Inside you’ll see exhibitions, reconstructions of the cells of famous ex-inmates, as well as the imposing and claustrophobic domed design, which allowed a single warden to watch over the entire prison at once. Catalan historian Joan Culla described La Modelas “the mirror of the social and political conflicts of Catalonia in the 20th century”. Given recent events in Catalonia, the prison is a timely and fascinating learning experience, with more than a few stories to tell.
Best Buildings in Barcelona #4 Colonia Güell

Also known as Gaudí’s other unfinished holy masterpiece after the Sagrada Família, the crypt at Colonia Güell was to become something of a practise ground for some of Gaudí’s later creations. Colonia Güell is a small estate which was designed to house the textile workers of Santa Coloma de Cervello, and when the Güell family (behind Parc Güell and Palau Güell) sponsored Gaudí to build a church for the town, he set to work designing a huge 40 metre domed building. After being refurbished in the year 2000, the crypt became a UNESCO World Heritage site in 2005. Now you can explore the crypt and even climb the roof to gauge Gaudí’s brilliance from a whole new angle.

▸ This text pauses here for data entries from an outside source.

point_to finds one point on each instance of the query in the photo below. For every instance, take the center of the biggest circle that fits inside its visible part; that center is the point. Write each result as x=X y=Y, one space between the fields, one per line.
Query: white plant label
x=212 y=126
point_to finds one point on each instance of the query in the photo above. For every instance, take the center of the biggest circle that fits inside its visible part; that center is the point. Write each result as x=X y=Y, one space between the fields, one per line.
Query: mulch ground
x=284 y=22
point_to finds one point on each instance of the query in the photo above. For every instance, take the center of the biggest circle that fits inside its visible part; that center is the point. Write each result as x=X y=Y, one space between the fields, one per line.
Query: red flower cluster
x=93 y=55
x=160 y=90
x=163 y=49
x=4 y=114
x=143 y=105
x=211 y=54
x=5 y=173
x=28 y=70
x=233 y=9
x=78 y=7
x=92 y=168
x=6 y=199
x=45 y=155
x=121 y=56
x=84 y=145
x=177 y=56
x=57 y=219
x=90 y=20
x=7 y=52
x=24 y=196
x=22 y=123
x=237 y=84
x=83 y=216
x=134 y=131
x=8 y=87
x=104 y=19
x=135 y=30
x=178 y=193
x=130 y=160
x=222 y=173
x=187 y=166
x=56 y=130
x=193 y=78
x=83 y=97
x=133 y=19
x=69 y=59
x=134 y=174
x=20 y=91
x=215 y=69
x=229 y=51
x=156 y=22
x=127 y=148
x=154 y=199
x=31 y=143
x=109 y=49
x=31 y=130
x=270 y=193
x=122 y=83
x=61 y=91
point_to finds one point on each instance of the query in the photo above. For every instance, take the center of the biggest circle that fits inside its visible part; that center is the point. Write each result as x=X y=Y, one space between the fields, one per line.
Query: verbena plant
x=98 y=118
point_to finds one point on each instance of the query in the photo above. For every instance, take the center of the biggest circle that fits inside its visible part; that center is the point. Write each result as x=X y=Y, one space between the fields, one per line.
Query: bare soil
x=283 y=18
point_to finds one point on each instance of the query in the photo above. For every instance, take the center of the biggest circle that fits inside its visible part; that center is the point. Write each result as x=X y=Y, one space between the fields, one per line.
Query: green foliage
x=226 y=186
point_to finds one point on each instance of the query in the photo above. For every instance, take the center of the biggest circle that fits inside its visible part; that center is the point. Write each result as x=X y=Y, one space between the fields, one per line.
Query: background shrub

While you’re at Colonia Güell, don’t miss the ruins of Castillo Torre Salvana, just slightly off-road and abandoned since the 12th century. It’s now famous for reports of unexplained, paranormal activity from the locals.
Best Buildings in Barcelona #5: Arus Library

From the outside, Arus Library isn’t a particularly magnificent construction, but fittingly this is a book that you shouldn’t judge by its cover. Inside, Arus Library is one of Barcelona’s most beautiful buildings. With a collection of over 80,000 texts, including a specialism in texts on anarchism, freemasonry, and the workers’ movement, and a replica of the Statue of Liberty inside, it’s a piece of architecture as political as the city itself.
Take a guided tour and you’ll learn about the construction of the building itself, as well as its links to various political and social movements in the city.